Compute the predictive and empirical cross-validated loss for binary data.

Use posterior predictive draws and a sampling-importance resampling (SIR) algorithm to approximate the cross-validated predictive loss. The empirical loss (i.e., the usual quantity in cross-validation) is also returned. The values are computed relative to the "best" subset according to minimum empirical loss. Specifically, these quantities are computed for a collection of linear models that are fit to the Bayesian model output, where each linear model features a different subset of predictors.
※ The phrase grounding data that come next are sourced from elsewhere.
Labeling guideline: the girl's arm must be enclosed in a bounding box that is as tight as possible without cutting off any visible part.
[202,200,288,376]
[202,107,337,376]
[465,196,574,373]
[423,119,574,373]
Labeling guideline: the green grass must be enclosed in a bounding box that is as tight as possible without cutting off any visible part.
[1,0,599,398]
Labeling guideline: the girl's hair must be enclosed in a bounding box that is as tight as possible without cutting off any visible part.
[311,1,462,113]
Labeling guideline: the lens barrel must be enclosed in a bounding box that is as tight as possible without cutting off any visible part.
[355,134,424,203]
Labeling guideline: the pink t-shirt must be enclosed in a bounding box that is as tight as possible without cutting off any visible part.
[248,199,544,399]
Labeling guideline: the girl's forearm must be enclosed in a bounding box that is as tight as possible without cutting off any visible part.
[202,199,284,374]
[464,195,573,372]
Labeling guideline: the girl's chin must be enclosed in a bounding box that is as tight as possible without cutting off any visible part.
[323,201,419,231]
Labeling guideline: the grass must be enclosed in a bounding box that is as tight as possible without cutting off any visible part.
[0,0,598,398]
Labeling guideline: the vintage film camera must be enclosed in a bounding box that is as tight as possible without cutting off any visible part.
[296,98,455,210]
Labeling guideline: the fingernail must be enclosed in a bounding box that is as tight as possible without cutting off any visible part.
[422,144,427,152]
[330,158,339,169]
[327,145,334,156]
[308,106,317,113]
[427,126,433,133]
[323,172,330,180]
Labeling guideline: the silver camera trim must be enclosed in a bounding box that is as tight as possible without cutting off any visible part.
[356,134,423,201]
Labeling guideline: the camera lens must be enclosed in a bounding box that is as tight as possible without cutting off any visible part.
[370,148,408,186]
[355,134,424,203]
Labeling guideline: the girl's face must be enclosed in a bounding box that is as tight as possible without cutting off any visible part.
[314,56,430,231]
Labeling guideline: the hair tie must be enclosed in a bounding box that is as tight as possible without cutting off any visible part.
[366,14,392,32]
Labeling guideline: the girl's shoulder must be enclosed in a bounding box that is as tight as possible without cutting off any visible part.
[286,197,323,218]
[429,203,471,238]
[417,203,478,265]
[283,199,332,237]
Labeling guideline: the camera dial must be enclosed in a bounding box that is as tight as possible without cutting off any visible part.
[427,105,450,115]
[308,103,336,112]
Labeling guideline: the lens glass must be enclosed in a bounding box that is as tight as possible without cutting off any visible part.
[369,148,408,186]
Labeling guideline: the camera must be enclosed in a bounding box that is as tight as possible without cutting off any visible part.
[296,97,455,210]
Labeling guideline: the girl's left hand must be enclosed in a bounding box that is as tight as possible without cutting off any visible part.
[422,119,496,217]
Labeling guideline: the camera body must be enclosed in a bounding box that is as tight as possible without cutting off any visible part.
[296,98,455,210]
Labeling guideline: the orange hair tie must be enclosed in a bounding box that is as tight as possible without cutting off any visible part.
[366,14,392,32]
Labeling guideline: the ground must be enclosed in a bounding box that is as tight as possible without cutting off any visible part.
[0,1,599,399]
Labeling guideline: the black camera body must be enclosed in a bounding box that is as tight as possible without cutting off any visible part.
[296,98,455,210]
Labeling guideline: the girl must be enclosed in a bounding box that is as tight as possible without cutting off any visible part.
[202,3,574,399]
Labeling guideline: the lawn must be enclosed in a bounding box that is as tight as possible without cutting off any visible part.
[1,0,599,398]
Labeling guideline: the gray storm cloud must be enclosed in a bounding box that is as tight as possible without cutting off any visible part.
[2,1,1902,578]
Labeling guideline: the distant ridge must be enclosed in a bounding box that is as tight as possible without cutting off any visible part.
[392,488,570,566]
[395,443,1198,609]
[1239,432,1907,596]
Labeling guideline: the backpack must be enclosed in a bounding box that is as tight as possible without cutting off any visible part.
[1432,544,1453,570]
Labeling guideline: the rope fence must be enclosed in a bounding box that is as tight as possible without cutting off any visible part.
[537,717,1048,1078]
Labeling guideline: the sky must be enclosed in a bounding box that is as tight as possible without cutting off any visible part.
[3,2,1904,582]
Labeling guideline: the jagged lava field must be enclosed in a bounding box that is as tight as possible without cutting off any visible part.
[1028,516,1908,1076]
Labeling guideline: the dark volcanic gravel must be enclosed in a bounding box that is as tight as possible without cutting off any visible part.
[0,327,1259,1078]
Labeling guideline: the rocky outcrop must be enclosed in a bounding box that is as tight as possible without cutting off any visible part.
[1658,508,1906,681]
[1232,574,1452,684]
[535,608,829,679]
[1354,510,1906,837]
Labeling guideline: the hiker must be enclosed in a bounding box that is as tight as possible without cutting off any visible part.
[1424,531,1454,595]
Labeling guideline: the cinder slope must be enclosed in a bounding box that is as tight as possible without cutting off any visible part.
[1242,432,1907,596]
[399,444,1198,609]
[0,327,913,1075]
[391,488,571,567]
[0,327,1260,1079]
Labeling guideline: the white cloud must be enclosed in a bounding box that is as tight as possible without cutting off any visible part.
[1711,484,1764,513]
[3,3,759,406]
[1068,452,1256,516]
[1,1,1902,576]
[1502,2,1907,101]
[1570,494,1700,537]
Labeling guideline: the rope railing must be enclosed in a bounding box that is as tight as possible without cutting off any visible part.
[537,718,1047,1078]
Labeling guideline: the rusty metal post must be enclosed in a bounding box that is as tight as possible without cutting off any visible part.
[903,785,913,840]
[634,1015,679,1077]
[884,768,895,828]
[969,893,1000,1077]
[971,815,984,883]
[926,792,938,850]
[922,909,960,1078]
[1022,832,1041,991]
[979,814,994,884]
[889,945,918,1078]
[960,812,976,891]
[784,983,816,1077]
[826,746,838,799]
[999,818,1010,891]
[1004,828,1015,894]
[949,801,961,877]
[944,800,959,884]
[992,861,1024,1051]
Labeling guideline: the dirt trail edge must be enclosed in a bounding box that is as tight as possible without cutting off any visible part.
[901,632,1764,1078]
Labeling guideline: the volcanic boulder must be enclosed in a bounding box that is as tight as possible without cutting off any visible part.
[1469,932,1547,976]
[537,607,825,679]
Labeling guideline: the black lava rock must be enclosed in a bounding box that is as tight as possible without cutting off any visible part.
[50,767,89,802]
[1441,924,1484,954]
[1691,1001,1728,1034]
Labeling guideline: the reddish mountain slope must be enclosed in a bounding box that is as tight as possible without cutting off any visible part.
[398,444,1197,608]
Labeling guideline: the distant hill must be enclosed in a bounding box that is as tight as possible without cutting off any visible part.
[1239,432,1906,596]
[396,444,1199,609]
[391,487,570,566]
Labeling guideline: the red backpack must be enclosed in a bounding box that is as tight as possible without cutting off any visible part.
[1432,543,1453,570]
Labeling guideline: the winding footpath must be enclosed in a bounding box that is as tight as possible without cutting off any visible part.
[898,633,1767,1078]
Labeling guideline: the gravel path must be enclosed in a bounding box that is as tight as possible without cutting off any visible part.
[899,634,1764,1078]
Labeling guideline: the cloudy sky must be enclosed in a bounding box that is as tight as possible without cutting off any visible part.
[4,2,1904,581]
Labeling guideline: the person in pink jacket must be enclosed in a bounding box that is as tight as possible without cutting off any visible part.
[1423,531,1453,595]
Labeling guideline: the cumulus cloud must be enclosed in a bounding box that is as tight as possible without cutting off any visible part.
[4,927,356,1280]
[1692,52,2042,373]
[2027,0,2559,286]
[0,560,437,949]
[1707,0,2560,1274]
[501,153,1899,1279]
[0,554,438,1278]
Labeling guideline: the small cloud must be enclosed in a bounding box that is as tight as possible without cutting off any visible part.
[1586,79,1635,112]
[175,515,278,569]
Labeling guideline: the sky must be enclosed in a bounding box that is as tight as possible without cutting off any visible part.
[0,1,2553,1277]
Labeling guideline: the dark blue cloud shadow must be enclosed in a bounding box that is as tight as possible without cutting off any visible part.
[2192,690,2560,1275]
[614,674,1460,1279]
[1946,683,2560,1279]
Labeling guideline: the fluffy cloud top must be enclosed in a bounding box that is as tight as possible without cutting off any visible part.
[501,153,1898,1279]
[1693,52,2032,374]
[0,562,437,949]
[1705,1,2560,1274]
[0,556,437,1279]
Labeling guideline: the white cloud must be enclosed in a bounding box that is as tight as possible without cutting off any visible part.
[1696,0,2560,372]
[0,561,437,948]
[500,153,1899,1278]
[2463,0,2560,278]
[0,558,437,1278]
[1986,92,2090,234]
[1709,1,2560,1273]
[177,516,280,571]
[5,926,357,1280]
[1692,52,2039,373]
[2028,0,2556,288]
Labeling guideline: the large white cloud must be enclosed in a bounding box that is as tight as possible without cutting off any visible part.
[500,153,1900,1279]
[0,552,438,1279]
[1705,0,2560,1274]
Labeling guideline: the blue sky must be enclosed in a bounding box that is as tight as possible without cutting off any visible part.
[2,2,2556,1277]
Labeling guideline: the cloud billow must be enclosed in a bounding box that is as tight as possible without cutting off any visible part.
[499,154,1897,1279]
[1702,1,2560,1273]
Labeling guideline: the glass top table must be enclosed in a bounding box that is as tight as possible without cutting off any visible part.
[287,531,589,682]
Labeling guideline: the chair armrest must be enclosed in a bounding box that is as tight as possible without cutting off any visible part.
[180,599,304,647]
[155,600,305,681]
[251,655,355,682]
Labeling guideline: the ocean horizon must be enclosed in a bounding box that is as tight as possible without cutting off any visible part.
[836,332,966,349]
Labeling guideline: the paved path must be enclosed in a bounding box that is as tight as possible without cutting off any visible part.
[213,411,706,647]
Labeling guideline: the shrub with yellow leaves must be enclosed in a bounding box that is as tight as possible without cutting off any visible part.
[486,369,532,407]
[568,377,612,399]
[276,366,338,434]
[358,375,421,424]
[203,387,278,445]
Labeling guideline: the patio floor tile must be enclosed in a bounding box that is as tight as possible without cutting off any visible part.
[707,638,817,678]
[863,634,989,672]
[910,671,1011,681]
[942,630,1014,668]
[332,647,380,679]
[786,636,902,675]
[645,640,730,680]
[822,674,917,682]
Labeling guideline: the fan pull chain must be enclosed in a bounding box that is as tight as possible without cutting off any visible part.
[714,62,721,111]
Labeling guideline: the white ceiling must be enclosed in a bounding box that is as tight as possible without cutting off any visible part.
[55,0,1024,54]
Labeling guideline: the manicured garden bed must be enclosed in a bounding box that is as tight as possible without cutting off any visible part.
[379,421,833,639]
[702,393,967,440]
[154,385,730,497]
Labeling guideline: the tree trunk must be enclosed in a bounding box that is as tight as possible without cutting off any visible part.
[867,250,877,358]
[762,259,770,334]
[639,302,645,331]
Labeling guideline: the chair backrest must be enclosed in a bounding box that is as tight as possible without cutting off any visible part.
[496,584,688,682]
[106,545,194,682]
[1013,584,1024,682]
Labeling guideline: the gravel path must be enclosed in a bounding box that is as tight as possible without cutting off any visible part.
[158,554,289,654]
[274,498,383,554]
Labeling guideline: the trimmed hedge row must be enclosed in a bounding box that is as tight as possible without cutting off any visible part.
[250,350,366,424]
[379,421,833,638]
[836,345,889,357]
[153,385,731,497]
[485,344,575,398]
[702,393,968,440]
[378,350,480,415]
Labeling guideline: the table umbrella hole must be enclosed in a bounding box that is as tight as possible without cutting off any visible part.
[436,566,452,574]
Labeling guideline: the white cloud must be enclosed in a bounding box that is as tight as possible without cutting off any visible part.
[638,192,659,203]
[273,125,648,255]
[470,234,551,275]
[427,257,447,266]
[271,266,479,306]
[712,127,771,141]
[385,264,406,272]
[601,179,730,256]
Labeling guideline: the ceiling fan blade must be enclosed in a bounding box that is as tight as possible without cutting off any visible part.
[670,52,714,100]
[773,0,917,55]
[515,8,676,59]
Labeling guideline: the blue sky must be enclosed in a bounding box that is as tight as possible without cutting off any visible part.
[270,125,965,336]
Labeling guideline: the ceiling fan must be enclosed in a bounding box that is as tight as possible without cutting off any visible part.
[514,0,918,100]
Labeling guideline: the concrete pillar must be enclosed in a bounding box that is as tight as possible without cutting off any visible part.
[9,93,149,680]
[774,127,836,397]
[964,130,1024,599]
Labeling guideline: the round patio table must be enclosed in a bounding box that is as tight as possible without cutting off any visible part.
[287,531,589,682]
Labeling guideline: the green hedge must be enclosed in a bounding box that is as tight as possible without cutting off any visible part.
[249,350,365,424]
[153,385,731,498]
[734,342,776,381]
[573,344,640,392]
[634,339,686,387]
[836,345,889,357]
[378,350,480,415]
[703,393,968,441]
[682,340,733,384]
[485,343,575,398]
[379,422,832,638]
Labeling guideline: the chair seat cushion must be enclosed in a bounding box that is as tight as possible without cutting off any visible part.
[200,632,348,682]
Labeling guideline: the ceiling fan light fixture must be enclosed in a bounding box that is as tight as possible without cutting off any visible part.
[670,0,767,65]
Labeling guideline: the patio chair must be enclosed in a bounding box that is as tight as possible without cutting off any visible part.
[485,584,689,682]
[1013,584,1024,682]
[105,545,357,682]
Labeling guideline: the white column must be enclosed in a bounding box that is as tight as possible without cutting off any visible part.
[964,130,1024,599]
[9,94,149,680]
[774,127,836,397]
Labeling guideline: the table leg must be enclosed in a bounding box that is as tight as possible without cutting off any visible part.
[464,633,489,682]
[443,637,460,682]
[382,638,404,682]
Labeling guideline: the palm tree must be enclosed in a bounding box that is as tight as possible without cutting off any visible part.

The loss function may be chosen as cross-entropy or misclassification rate

Usage

pp_loss_binary(
  post_y_pred,
  post_lpd,
  XX,
  yy,
  indicators,
  loss_type = "cross-ent",
  post_y_hat = NULL,
  K = 10,
  sir_frac = 0.5
)

Arguments

post_y_pred: S x n matrix of posterior predictive draws at the given XX covariate values
post_lpd: S evaluations of the log-likelihood computed at each posterior draw of the parameters
XX: n x p matrix of covariates at which to evaluate
yy: n-dimensional vector of response variables
indicators: L x p matrix of inclusion indicators (booleans) where each row denotes a candidate subset
loss_type: loss function to be used: "cross-ent" (cross-entropy) or "misclass" (misclassication rate)
post_y_hat: S x n matrix of posterior fitted values at the given XX covariate values
K: number of cross-validation folds
sir_frac: fraction of the posterior samples to use for SIR

Value

a list with two elements: pred_loss and emp_loss

for the predictive and empirical loss, respectively, for each subset.

Details

The quantity post_y_hat is the conditional expectation of the response for each covariate value (columns) and using the parameters sampled from the posterior (rows). For binary data, this is also the estimated probability of "success". If unspecified, the algorithm will instead use post_y_pred, which is still correct but has lower Monte Carlo efficiency.